Abstract
Purpose: :
To detect alterations of marker proteins involved in the alternative complement pathway in patients with age-related macular degeneration (AMD).
Methods: :
112 AMD patients and 67 control subjects were analyzed for genetic polymorphisms in the complement factor H (CFH), factor B and complement component C2 (CFB-C2) and complement component C3 genes (see Abstract Scholl et al.). Plasma levels of substrates of the complement system (C3, C4, CFB), markers for acute complement activation (C3a, C5a), markers for chronic complement activation (C3d, Ba, C5b-9) and regulators of the complement system (CFH, factor D) were measured.
Results: :
Plasma concentration of CFH did not differ between the AMD patient group and the control group (median AMD, 546 µg/ml [5th, 95th percentiles: 396, 758]; median controls, 515 µg/ml [365, 711]; p=0.21).
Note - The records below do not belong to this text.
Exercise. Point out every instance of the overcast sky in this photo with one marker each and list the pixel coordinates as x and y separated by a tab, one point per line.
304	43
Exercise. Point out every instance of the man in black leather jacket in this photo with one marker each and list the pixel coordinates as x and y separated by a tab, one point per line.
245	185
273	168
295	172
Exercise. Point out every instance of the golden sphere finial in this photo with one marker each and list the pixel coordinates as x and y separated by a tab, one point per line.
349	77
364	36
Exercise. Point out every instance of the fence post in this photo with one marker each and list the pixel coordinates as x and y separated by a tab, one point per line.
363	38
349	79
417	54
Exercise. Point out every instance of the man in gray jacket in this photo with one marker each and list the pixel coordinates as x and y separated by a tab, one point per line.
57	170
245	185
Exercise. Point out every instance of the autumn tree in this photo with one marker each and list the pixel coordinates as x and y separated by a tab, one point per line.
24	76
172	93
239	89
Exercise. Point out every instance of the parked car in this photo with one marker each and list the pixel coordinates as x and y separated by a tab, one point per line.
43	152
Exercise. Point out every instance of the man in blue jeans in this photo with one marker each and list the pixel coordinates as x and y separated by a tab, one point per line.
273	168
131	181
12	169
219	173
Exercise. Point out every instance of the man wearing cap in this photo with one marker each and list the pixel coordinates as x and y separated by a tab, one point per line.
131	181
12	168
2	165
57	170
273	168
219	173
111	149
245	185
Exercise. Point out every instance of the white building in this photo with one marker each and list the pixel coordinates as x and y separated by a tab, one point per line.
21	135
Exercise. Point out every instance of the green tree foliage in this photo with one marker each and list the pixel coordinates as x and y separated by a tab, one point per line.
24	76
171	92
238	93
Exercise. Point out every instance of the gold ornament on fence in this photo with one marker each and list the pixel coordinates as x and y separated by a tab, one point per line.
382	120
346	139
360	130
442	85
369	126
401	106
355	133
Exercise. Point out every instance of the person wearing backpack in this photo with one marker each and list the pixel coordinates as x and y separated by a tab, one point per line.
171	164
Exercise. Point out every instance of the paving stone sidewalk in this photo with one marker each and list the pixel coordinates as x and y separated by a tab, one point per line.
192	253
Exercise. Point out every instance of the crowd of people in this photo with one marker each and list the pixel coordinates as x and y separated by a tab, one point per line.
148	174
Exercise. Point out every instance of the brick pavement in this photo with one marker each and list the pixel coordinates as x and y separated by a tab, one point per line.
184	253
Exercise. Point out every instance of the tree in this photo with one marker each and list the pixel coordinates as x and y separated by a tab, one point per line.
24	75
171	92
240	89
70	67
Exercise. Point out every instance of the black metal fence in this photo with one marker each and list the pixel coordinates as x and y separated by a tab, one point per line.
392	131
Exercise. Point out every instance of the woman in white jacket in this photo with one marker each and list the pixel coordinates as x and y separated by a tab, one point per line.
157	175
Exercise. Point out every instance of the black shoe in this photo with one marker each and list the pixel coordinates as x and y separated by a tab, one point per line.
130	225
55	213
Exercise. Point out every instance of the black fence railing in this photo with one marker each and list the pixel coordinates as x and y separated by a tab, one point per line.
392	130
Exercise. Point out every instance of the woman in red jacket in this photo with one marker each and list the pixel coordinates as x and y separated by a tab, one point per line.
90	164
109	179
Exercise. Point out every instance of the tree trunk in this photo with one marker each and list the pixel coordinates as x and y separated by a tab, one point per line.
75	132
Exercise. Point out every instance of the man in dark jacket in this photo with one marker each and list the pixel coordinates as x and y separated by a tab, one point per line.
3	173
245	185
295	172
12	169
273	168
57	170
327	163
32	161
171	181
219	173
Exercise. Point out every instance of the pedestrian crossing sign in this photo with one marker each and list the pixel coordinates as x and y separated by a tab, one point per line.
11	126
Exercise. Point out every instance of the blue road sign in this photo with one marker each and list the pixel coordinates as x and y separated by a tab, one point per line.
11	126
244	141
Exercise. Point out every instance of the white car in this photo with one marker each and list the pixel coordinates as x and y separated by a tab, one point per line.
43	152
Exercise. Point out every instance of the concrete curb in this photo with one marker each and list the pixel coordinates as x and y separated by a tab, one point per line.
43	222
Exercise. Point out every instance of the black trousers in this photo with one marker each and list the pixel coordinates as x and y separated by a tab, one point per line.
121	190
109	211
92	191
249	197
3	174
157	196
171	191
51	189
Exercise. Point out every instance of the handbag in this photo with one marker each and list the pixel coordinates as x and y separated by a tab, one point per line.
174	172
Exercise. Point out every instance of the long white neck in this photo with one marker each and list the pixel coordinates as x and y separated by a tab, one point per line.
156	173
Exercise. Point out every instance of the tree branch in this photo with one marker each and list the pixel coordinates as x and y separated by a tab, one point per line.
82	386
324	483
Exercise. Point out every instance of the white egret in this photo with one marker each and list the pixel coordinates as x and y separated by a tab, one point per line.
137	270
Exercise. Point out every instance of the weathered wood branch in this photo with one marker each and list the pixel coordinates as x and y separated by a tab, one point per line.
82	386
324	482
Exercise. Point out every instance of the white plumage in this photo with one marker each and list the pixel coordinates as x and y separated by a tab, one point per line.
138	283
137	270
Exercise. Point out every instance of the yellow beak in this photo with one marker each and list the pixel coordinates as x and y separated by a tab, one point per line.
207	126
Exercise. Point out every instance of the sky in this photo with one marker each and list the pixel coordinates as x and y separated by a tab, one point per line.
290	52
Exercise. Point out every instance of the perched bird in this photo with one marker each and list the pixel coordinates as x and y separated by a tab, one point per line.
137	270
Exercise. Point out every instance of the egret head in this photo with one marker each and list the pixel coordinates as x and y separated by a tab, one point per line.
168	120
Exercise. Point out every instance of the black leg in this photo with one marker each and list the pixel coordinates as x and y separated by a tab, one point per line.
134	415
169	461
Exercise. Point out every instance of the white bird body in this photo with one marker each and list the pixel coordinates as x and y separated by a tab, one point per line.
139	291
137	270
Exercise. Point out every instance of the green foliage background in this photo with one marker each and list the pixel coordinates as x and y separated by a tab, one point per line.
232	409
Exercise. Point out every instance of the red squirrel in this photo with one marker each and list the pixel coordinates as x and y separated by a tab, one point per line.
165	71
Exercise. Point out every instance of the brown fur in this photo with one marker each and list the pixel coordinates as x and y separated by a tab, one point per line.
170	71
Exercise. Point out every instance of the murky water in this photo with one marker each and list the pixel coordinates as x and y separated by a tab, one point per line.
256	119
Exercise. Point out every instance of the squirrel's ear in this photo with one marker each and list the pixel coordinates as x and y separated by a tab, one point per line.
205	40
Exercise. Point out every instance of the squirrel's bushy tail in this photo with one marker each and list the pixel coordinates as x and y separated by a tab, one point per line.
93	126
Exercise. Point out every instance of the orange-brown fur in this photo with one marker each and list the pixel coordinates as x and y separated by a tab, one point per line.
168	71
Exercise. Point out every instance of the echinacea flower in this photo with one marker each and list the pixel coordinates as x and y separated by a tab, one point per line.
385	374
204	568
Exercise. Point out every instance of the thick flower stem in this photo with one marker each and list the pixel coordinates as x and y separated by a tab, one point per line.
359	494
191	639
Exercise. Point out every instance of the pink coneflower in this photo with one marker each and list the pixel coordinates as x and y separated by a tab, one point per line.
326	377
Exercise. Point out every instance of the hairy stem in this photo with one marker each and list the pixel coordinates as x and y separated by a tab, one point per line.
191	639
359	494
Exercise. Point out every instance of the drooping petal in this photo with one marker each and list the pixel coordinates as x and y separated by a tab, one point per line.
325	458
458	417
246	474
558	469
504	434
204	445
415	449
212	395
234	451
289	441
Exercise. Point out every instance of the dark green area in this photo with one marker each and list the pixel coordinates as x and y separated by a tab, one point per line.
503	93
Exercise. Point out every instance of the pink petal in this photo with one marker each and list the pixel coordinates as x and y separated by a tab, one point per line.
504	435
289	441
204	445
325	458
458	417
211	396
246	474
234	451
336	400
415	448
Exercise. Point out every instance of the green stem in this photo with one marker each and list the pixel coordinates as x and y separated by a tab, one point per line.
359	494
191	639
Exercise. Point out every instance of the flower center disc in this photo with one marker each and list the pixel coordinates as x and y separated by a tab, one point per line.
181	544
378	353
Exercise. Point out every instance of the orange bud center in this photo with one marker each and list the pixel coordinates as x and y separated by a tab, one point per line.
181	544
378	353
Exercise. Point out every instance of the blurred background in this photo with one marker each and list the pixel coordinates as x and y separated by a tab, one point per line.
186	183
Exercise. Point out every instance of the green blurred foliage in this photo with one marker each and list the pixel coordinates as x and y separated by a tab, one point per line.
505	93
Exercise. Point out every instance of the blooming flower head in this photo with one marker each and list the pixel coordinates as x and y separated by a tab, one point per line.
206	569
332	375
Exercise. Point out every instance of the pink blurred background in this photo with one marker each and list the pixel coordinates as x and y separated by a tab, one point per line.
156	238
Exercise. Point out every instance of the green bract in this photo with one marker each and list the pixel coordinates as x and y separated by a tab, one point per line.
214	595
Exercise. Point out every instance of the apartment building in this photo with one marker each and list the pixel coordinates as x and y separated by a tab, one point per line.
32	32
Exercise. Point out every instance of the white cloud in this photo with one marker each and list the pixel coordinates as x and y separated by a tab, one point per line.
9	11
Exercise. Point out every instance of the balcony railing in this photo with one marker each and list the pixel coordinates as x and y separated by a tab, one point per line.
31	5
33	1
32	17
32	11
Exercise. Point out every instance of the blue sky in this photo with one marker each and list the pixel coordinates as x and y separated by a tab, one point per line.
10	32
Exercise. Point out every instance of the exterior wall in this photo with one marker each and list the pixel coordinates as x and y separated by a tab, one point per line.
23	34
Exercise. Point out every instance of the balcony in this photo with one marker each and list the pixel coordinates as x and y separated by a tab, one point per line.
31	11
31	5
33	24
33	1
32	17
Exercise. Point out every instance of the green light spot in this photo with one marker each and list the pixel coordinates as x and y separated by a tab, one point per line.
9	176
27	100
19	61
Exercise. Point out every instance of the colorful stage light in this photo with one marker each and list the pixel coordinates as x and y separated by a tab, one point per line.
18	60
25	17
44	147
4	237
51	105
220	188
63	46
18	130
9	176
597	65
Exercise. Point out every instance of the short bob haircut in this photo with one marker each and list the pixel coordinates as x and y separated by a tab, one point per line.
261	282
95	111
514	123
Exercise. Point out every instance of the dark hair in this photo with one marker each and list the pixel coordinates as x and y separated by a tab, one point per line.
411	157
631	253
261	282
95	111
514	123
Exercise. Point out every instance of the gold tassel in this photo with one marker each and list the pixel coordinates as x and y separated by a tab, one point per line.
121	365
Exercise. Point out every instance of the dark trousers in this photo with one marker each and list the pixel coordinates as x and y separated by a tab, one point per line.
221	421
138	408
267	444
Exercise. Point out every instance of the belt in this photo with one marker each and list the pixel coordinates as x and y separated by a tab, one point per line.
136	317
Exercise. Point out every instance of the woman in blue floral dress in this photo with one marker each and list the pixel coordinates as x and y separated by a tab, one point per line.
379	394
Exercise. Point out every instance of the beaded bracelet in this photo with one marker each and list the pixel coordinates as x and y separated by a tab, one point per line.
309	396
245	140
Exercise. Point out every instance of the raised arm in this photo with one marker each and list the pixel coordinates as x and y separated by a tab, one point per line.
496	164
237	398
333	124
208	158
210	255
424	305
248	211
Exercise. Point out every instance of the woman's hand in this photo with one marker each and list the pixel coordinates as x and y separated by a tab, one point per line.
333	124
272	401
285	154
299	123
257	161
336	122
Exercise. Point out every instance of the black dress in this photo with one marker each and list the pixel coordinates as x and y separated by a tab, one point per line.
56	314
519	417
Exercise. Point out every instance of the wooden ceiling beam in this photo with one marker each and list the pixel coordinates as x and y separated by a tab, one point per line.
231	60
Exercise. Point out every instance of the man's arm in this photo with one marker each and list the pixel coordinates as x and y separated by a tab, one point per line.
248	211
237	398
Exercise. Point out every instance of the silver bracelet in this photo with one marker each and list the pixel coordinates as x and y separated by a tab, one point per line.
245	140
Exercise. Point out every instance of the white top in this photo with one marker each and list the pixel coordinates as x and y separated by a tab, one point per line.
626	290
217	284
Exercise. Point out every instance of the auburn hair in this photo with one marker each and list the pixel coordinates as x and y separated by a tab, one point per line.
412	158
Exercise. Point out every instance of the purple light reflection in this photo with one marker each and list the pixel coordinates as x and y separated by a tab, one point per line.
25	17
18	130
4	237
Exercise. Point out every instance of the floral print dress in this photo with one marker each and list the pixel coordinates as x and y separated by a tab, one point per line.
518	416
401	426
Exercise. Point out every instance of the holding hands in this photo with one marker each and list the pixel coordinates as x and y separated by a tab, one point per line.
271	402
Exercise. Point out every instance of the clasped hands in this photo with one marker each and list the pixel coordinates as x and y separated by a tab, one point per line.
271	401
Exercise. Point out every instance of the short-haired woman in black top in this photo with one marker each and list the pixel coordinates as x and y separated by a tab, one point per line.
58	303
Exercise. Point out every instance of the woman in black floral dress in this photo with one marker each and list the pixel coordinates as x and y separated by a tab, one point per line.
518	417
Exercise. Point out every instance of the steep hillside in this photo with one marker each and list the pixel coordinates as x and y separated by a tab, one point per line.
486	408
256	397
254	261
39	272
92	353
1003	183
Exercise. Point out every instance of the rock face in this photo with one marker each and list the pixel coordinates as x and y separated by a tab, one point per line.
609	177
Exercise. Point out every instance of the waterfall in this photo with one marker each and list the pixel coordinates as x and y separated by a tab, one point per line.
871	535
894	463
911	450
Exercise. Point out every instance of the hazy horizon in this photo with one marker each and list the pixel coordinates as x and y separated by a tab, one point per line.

This was also true for the complement substrates C3 (AMD, 1.12 g/l [0.89, 1.53]; controls, 1.19 g/l [0.85, 1.48]; p=1.0) and C4 (AMD, 0.23 g/l [0.15, 0.38]; controls, 0.24 g/l [0.15, 0.34]; p=1.0). CFB was increased in the AMD population (AMD, 803 µg/ml [497, 1489]; controls, 642 µg/ml [378, 1354]; p=0.02) as was factor D (AMD, 1.27 µg/ml [0.69, 2.30];controls, 0.95 µg/ml [0.50, 1,65]; p < 0.001). The AMD group showed a significant increase of protein markers for acute complement activation, C3a (AMD, 15.5 ng/ml [11.2, 24.1]; controls, 14.3 ng/ml [10.6, 21.2]; p=0.03) and C5a (AMD, 1.85 ng/ml [0.78, 2.66], controls, 1.67 ng/ml [0.66, 2.32]; p=0.04) and for chronic complement activation, C3d (AMD, 55.2 ng/ml [33.7, 94.1]; controls, 46.9 ng/ml [32.2, 68.5]; p<0.001), Ba (AMD, 1.33 µg/ml [0.90, 2.09]; controls, 1.09 µg/ml [0.60, 1.71]; p<0.001) and SC5b-9 (AMD, 188 units [107, 777]; controls, 159 units [90, 710]; p=0.01).
Conclusions: :
AMD patients exhibit a systemic alteration of proteins involved in the alternative complement cascade. The strongest effect was observed for factor D, Ba and C3d. This study supports a major role of inflammation in the pathogenesis of AMD, specifically of the alternative complement pathway.